暗くて狭い部屋の小さなベッドで何日かぶりにみた太郎さんは顔色も悪くて、浮腫んでいて以前の屈託のない笑みを浮かべる彼とは同一人物とは思えなくて。「違う人です」と言いたかったが、「間違いないです」と小さく伝えて足早に部屋を出る。一緒に引き上げられたスマホは生きていて最後の通話記録から僕に連絡したそうだ。同じように顔を確認した月島と木兎さんが俯いて出てくる。
「黒尾は?」
拳を握ったままの木兎さんが呻くように言う
「...迷ったんですが、連絡してないです」
「一発だけ、殴っちゃダメかなぁ」
天を仰ぐように言う木兎さんの気持ちもわかる。でも彼だって悪気があったわけじゃない。チームメイトを庇って起きた運の悪い事故だったのだ
「......不毛なだけでしょ。それに太郎さんを止められなかった僕にも責任はあります」
月島が悔しげに吐き出す。全くその通りだ。あの時もっと電話を繋げていたら。黒尾さんと同じ部屋に戻さす、二人に程よい距離を保ちさせることができれば
後から溢れる想いは止まらない。
身元の確認が出来たこと、事件性がないことを調べられた太郎さんの引き取りを頼まれる。ご両親に電話をかける。すると父親だろう男が出て「太郎はうちとはもう関係ない。とっくに死んだことにしている。そっちで好きにやってくれ」と一方的に電話を切られる。太郎さんが追い詰められた原因のうちの一つがわかった気がした。

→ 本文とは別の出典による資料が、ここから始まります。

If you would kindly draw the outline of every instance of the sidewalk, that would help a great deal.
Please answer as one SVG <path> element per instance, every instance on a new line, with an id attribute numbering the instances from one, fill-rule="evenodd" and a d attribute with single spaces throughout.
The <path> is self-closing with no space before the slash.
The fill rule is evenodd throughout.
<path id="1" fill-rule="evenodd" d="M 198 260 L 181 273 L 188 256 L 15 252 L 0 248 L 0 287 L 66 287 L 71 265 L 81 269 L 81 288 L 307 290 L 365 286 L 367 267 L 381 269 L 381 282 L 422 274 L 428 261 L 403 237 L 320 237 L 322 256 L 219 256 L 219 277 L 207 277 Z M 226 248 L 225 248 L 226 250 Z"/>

太郎さんと連絡をとっていたというお姉さんが喪主となり葬儀は小さく執り行われた。僕ら3人と黒尾さんは親族側で参加をさせてもらったが、黒尾さんはやはり責任を感じているのか終始俯いていた。
ゆらゆら揺れて天に登る太郎さんを見て黒尾さんに声をかける。
「黒尾さんのせいじゃないです。こんな方法で逃げた太郎さんも、それを止められなかった僕も悪いんですから」
顔を覆って泣いている黒尾さんは今何を思っているのだろう。前の黒尾さんが居たら何を思うのだろう。
どうか、天に登った太郎さんが笑顔でいますように。ここ最近はずっと辛そうな、泣きたくても泣けなくて笑うしかない痛々しい笑みを浮かべたから。今はきっと笑顔で幸せでいますように。